Dina speaks to you. Her eyes flit about your face. They wander over the top of your head, as if she were looking for signs of whatever information is unspoken. As if she wanted to take in more than what’s coming at her, seeking nuance and the indirect.

If you watch her long enough, you understand that she’s clearly most comfortable onstage—playing—just her and the instrument and the music. And if it’s a duo, during interludes in the playing of the violin, when it’s the piano’s turn, she looks almost lost again. Impatient, but controlling the impatience. Her right arm extends, made to look impossibly long by the bow growing from it, to touch the hem of her dress. It’s almost as if she didn’t know what to do with herself during these moments. But, of course, that’s not the case at all. She knows the piece as well as it can be known. The interludes are integral parts of it, and yet she can’t wait to play. As if she felt satisfied and fully in her element only when she’s playing.

And her playing is quietly phenomenal—nothing less than that. There is tremendous calm in the ordered quality of it—in the titanium of the scales containing the dragon, in the solidity of the mountain holding back the volcano. Almost paradoxically, except for certain movements of the body necessary to reach a note or to extract and project a particular sound, her playing doesn’t call attention to itself. She never showboats, although plenty of violinists do, the instrument’s repertoire giving them plenty of opportunity to do so.

Her feeling for structure is more so an artist’s than an architect’s—an earned trait. Her technique is simplicity. Her fire is incandescent. In short, there is complete, utterly ingrained, entirely organic control—of attack, placement, speed, pitch, dynamics. I wouldn’t be surprised if Dina were that much of a sound whisperer that she could tell the sonic waves at what velocity and angle to bounce off the walls of any given hall she plays. It’s the sort of control only possible to achieve in zigzags: master your innate musicality, temper it with technique, swing over into greater musicality still, then add the control necessary to play the most difficult pieces; after a few years, tilt back into an embrace of nuance, and finally unify the two in the sort of simplicity that lives beyond complexity—what artists and philosophers and yogis strive for their entire lives. Nobody has it in the cradle, but some people are born with a feeling for the steps, a facility for taking the hairpin turns at speed.
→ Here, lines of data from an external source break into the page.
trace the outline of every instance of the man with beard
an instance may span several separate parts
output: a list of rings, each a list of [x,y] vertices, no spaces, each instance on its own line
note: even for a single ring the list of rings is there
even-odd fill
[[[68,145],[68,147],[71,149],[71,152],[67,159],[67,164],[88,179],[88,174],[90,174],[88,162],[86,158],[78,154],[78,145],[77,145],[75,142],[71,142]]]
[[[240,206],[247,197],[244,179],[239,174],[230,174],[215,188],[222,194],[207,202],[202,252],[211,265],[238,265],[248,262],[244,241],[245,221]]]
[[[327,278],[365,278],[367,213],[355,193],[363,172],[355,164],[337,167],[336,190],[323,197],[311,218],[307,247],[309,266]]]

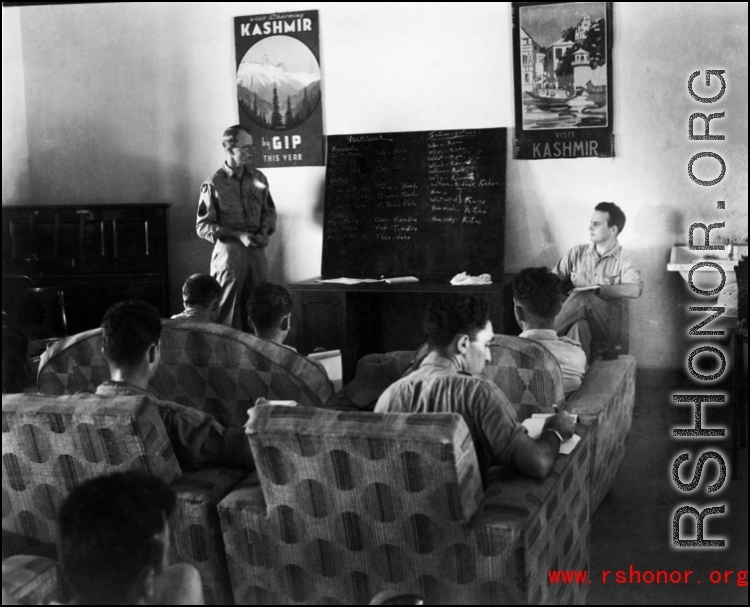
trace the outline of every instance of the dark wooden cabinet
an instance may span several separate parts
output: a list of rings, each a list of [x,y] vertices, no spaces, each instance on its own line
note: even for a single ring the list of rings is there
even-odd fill
[[[425,341],[422,328],[430,299],[442,293],[470,293],[490,304],[496,333],[518,334],[510,281],[503,274],[492,285],[370,283],[338,285],[316,279],[289,285],[294,300],[288,342],[300,352],[340,349],[344,381],[354,377],[357,360],[373,352],[415,350]]]
[[[3,207],[3,310],[35,338],[97,327],[125,299],[167,316],[169,206]]]

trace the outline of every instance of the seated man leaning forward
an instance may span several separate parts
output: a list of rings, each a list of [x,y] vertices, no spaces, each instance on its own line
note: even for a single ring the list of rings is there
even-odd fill
[[[174,509],[172,490],[139,472],[73,489],[58,513],[57,541],[69,604],[203,605],[198,571],[167,562]]]
[[[253,456],[240,427],[224,428],[213,416],[193,407],[160,400],[148,389],[161,353],[159,311],[145,301],[123,301],[102,320],[102,353],[110,381],[96,389],[99,396],[148,396],[159,411],[183,470],[228,466],[254,470]]]
[[[182,304],[185,310],[172,320],[216,322],[219,316],[221,285],[208,274],[193,274],[182,285]]]
[[[561,296],[560,280],[547,268],[526,268],[513,278],[513,312],[523,331],[519,337],[538,342],[552,352],[560,363],[567,396],[581,387],[587,365],[581,344],[555,333]]]
[[[635,299],[643,290],[641,273],[617,242],[624,227],[622,209],[613,202],[600,202],[589,225],[591,243],[573,247],[552,269],[574,287],[555,319],[555,331],[580,343],[589,360],[592,338],[605,349],[620,345],[614,301]],[[594,288],[580,290],[583,287]]]
[[[573,434],[573,418],[565,412],[548,417],[534,440],[500,388],[479,375],[490,360],[494,335],[487,303],[470,295],[440,297],[428,307],[425,331],[429,354],[380,396],[375,412],[459,413],[471,432],[483,481],[495,464],[546,477],[560,443]]]
[[[292,296],[284,287],[270,282],[255,287],[247,301],[247,317],[256,337],[272,341],[292,352],[297,351],[284,343],[292,328]],[[328,377],[325,367],[319,361],[311,358],[307,360]]]

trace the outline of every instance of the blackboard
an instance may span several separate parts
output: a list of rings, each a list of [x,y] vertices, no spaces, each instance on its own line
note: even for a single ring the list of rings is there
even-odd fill
[[[506,129],[328,137],[324,278],[503,271]]]

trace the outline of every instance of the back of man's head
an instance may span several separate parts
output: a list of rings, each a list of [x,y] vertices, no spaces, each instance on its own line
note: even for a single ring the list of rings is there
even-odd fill
[[[542,320],[553,320],[560,311],[560,279],[548,268],[525,268],[513,278],[513,299]]]
[[[622,234],[625,228],[625,213],[614,202],[600,202],[594,207],[595,211],[609,213],[607,217],[607,227],[617,226],[617,235]]]
[[[489,305],[472,295],[443,295],[427,307],[424,330],[433,348],[447,348],[456,335],[472,341],[490,320]]]
[[[221,285],[208,274],[193,274],[182,285],[182,301],[186,306],[209,309],[221,297]]]
[[[79,604],[106,604],[138,596],[152,570],[161,573],[168,549],[163,534],[174,493],[138,472],[99,476],[68,495],[58,515],[63,576]]]
[[[161,336],[161,317],[155,306],[130,300],[115,304],[102,319],[102,352],[118,367],[138,365]]]
[[[264,282],[253,289],[247,315],[256,331],[266,334],[279,329],[281,320],[292,312],[292,296],[281,285]]]

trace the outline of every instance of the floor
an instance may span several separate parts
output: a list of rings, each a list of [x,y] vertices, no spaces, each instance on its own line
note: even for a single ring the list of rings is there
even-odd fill
[[[747,605],[747,449],[740,452],[740,464],[735,471],[739,479],[735,479],[729,461],[729,435],[703,439],[700,443],[673,439],[673,427],[692,425],[692,409],[688,405],[672,404],[671,395],[675,390],[665,387],[666,382],[651,381],[650,384],[637,390],[633,428],[618,482],[592,520],[589,577],[593,579],[590,579],[588,604]],[[729,425],[729,409],[729,404],[704,405],[703,426],[722,422]],[[697,458],[706,450],[725,456],[728,470],[721,490],[710,497],[706,493],[705,487],[716,482],[718,476],[718,466],[709,463],[706,463],[697,491],[687,494],[678,490],[672,481],[675,458],[681,453],[692,454],[681,468],[681,478],[685,481],[695,469]],[[690,504],[698,510],[726,506],[726,514],[706,517],[704,529],[705,539],[726,538],[725,548],[672,547],[673,513],[678,507]],[[631,566],[641,573],[666,571],[675,581],[680,581],[646,583],[642,577],[638,583],[634,576],[631,583]],[[606,583],[602,583],[605,571],[611,573]],[[617,583],[618,571],[624,572],[623,583]],[[694,572],[687,584],[684,583],[685,571]],[[716,571],[720,572],[720,583],[712,583],[710,579]],[[725,571],[731,573],[725,576]],[[738,585],[738,571],[744,571],[744,587]],[[718,578],[713,573],[713,580]]]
To put it perhaps a bit Romantically, but in a manner no less unshrinking than her interpretation of each composer’s design: Dina is born to play that fickle, impossible, curved cabinet of aged wood held together by ancient tree sap and lacquer, made anxious and more than occasionally neurotic by high-strung catgut and the shrieking emotions of composers who were just as often mentally unstable as they were staggeringly talented. Her reason for being is to control this creature—and to do it onstage: anew every time, with the possibility of failure every time, of a slipped fingertip, of misplaced micro-attention, yet getting it right every time, with control that is decades beyond technique and miles beyond the virtuosic. And yet, human. Every time.

And lest it go unmentioned—because her playing, so powerful and sure and gently relentless, floods you with emotion that often overtakes the intellect—the way Dina Nesterenko plays, just as it is with all great—yes, great—performers, is one of the most compelling things you’re likely to experience anytime soon. Yes, it compels you. With the force majeure of its nuance, its control, its breadth of vision, it forces you to become a huge ear, to listen, to be transfixed, transported, transformed, and finally—to hear.

Go and listen to Dina play. You’ll never hear music the same way again.